El gobierno nacional busca modificar la Ley vigente de Protección al Dominio Nacional sobre tierras rurales (Ley 26.737) mediante un proyecto que elimina límites, registros y controles, transformándola en los hechos en una verdadera ley de extranjerización del territorio argentino.

¿Qué implicaría este cambio?
La iniciativa forma parte del paquete denominado “Ley de Inviolabilidad de la Propiedad Privada”, impulsado por el Ministro de Desregulación, Federico Sturzenegger. No se trata de una reforma aislada: incluye modificaciones a distintas normas y políticas públicas, desde herramientas como el Registro de Barrios Populares (RENABAP) hasta aspectos de la Ley de manejo del fuego y procedimientos que facilitan desalojos.

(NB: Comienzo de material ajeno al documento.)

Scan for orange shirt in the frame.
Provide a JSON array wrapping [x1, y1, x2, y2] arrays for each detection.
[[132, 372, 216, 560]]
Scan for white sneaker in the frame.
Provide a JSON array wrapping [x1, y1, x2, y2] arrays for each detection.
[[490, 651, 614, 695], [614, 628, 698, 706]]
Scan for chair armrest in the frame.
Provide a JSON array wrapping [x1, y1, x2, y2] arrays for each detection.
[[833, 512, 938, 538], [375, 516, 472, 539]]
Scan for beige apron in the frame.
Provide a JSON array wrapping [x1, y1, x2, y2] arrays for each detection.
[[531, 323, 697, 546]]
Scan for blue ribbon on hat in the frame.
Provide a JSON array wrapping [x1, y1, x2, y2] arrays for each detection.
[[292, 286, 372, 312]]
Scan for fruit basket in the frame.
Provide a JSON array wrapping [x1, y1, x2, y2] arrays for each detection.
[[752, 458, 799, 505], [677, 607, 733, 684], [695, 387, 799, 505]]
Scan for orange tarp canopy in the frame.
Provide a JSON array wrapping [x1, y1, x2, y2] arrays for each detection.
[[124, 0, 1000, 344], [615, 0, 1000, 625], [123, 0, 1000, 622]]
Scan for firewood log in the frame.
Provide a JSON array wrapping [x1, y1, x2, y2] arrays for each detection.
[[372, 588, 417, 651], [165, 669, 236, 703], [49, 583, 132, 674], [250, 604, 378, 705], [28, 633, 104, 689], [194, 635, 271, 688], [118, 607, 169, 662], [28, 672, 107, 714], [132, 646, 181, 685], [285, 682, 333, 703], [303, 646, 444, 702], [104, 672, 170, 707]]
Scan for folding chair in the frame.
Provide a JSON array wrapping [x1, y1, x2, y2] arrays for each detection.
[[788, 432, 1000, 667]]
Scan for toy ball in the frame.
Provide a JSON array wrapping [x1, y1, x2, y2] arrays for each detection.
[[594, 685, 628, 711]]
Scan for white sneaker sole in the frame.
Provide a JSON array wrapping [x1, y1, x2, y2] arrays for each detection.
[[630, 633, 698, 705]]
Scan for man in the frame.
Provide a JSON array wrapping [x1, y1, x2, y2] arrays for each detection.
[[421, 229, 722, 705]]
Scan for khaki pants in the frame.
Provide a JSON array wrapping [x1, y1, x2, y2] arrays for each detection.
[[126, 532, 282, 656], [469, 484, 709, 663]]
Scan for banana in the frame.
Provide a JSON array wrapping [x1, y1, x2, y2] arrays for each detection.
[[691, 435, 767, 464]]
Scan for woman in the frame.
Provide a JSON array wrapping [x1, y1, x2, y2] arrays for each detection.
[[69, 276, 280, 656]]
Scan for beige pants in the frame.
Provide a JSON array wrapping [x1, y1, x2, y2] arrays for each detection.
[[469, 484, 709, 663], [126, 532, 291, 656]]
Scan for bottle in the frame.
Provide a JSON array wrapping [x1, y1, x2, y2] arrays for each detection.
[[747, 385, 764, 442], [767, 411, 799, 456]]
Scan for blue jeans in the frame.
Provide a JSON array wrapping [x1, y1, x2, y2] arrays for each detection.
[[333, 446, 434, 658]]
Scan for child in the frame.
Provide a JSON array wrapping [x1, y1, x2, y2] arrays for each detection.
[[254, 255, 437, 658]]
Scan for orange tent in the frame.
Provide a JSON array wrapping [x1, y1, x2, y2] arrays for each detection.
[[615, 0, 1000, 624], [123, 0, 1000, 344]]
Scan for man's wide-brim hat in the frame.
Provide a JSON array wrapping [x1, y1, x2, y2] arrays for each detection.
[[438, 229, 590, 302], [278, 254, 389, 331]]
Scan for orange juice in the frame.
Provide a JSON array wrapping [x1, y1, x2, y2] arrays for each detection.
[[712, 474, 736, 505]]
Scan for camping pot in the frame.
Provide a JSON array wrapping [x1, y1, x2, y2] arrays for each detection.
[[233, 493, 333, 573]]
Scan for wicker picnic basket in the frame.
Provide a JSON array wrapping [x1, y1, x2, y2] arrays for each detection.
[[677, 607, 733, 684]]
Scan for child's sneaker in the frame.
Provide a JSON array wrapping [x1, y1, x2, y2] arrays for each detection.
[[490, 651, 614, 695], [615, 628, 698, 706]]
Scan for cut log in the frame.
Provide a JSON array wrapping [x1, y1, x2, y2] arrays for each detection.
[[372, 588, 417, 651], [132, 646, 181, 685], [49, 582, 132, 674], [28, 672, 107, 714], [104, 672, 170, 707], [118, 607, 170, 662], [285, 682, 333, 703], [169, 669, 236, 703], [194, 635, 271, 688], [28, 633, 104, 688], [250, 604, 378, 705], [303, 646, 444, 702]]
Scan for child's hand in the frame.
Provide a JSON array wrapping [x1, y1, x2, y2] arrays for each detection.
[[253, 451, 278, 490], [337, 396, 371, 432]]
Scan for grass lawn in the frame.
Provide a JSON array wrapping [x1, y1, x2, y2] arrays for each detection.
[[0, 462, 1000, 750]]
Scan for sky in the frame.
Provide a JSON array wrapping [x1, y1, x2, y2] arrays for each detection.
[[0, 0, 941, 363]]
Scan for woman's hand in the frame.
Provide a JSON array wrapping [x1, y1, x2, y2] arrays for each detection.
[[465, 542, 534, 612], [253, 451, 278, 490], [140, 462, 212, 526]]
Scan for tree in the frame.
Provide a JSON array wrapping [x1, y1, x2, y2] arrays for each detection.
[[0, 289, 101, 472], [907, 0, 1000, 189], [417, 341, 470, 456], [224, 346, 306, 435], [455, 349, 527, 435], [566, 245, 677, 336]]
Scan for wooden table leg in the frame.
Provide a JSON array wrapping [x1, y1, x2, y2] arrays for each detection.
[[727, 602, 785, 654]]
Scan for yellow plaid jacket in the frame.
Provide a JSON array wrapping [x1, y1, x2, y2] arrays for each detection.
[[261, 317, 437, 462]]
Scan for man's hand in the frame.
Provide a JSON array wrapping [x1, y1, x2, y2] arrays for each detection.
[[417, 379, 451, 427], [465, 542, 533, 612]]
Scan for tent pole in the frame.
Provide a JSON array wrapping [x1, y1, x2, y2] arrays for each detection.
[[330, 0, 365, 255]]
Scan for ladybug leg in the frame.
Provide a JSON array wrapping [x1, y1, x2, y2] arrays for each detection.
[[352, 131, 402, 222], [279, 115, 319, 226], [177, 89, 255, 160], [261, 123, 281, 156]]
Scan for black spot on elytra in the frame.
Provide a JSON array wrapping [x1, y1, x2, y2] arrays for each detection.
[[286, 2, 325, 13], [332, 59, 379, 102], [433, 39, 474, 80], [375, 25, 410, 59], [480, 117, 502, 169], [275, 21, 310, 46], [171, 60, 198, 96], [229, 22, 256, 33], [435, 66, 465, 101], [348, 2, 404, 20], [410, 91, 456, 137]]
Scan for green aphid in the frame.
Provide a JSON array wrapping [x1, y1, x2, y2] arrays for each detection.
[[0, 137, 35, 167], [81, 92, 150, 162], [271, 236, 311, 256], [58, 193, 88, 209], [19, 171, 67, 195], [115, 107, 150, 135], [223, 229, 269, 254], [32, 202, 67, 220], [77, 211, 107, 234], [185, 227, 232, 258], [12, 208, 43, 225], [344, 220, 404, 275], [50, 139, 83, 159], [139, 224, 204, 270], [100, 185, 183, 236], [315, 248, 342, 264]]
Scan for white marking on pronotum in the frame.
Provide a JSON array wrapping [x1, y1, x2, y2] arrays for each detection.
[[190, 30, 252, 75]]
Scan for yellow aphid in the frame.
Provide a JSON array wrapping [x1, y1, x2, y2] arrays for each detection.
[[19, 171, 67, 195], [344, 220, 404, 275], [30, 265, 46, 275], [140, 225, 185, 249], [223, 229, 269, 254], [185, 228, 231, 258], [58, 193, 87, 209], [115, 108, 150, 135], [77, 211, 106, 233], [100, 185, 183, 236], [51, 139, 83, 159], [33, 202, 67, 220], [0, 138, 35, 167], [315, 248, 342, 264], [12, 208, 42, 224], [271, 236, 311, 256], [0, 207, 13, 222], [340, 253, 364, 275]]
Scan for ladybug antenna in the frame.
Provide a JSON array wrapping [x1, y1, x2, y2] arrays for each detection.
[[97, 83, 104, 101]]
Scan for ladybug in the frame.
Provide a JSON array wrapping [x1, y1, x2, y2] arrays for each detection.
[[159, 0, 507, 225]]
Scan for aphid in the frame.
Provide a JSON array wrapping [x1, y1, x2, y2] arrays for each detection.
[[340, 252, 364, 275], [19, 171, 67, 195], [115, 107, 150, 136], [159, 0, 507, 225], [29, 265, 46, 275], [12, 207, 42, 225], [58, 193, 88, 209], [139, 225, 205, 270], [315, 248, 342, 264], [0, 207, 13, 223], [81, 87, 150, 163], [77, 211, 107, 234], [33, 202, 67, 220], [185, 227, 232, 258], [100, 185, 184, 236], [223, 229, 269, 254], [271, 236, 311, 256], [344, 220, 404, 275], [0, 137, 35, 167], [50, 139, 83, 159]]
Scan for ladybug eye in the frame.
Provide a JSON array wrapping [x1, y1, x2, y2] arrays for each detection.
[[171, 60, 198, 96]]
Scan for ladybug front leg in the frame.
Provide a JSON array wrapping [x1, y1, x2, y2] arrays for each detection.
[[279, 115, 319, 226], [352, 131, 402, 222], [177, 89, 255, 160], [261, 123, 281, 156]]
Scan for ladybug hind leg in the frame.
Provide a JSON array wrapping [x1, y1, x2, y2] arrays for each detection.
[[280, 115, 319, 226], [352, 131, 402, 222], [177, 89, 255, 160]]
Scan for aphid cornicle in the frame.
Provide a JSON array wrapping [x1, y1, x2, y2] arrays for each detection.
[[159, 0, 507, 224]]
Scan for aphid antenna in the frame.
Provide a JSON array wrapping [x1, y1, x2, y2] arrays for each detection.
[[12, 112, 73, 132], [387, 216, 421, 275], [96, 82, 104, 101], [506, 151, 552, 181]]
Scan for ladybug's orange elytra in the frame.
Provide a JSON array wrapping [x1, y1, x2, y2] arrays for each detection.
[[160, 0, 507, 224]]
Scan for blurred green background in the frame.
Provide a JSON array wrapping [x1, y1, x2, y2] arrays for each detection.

En sus fundamentos, el proyecto cuestiona la noción de utilidad pública y busca blindar el derecho de propiedad privada como un derecho prácticamente absoluto, por encima de restricciones sociales, ambientales o colectivas.
En ese marco, la modificación del régimen de tierras rurales es una pieza central. Detrás de artículos y modificaciones legales, lo que está en juego es algo bastante más concreto: quién puede acceder a la tierra en Argentina, en qué condiciones y con qué límites.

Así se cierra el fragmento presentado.